Ethereum co-founder Vitalik Buterin said someone “socially engineered” T-Mobile to take over his phone number, which was enough to hack into his X (Twitter) account.
Buterin said he had “finally” got his T-Mobile phone account back after it was used to hack into his X page and share a phishing scam that robbed victims of $690,000 worth of crypto.
The inventor and face of the Ethereum cryptocurrency confirmed what many have suspected after a crypto scam was posted to his five million followers on X on September 9th.
“Yes, it was a SIM swap, meaning that someone socially engineered T-Mobile itself to take over my phone number,” Buterin said in a message on Warpcast, a client of a decentralized social network Farcaster.

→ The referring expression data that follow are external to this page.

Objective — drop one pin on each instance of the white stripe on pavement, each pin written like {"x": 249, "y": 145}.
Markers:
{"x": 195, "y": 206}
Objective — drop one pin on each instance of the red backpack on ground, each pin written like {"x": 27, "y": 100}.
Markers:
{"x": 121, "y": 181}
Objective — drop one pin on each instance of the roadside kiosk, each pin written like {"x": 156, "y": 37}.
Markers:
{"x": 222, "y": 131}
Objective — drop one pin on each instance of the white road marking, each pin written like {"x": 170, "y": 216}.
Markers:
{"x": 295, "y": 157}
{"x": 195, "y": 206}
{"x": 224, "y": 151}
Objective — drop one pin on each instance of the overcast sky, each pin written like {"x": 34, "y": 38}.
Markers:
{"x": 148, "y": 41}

T-Mobile said it was investigating.
A SIM swap is a type of fraud that involves the unauthorized transfer of a victim’s phone number to a SIM card held by an attacker. It exploits a weakness in two-factor authentication (2FA) when the second verification step is based on a phone number.
However, Buterin said that a “phone number is sufficient to password reset a Twitter account even if not used as 2FA.” He added: “I had seen the ‘phone numbers are insecure, don’t authenticate with them’ advice before, but did not realize this.”
Buterin also said he couldn’t remember when he added his phone number to his Twitter account but noted it was probably required to sign up for Twitter Blue.
Twitter Blue, now X Premium, is a subscription service devised by the social network’s billionaire owner Elon Musk to fund his vision of X as a financial platform and an “everything app.”
X security in question
The hacking of Buterin’s account exposes security concerns that may well throw Musk’s vision into disarray.
“Twitter's account security is not designed as financial platforms. It needs quite a bit more features: 2FA, login ID should be different from handle or email, etc.,” Binance CEO Changpeng Zhao tweeted in response to the hacking of Buterin’s account.
“In the past, I have had my Twitter account locked a few times due to hackers trying to brute-force it (trying different passwords repeatedly),” he said, adding that it happened before the “Elon era.”
Binance, the world’s largest crypto exchange, and Zhao himself face charges by the Securities and Exchange Commission (SEC) over claims of “deception.”
X could not be reached for comment.
In December, the then-Twitter account of Daily Loud, a popular hip-hop and viral news outlet, was also hacked and posted scam messages to its two million followers.
In India, scammers reportedly monitored Twitter complaints to target users with phishing campaigns, another example of how the platform can be leveraged by cybercriminals.
$690,000 heist
The tweet posted on Buterin’s account promoted the fake crypto scheme and contained a compromised link urging the reader to follow it and “claim your piece of history.”
“To celebrate Proto-Danksharding coming to Ethereum, @Consensys is marking the moment with a commerotative NFT,” the tweet said. Proto-Danksharding is the name of the upcoming change to Ethereum’s protocol.
Instead of getting a free NFT, users who linked their wallets to the compromised account risked being drained of their crypto assets.
The tweet stayed for only 20 minutes, according to Web3 is Going Just Great, but the damage was done. Blockchain monitor ZachXBT reported that cybercriminals managed to steal over $690,000 in crypto tokens, including two high-value CryptoPunks.
ZachXBT has been raising alarm about the risks associated with SIM swaps for weeks. Their tweet in August said that $13.3 million had been stolen over the past four months as a result of 54 SIM swaps that targeted people in the crypto space.
“Never use SMS 2FA and instead use an authenticator app or security key to secure accounts,” they said.
Meanwhile, Buterin said he was “glad” to be on Farcaster, where account recovery is associated with Ethereum addresses. He rarely posts on X.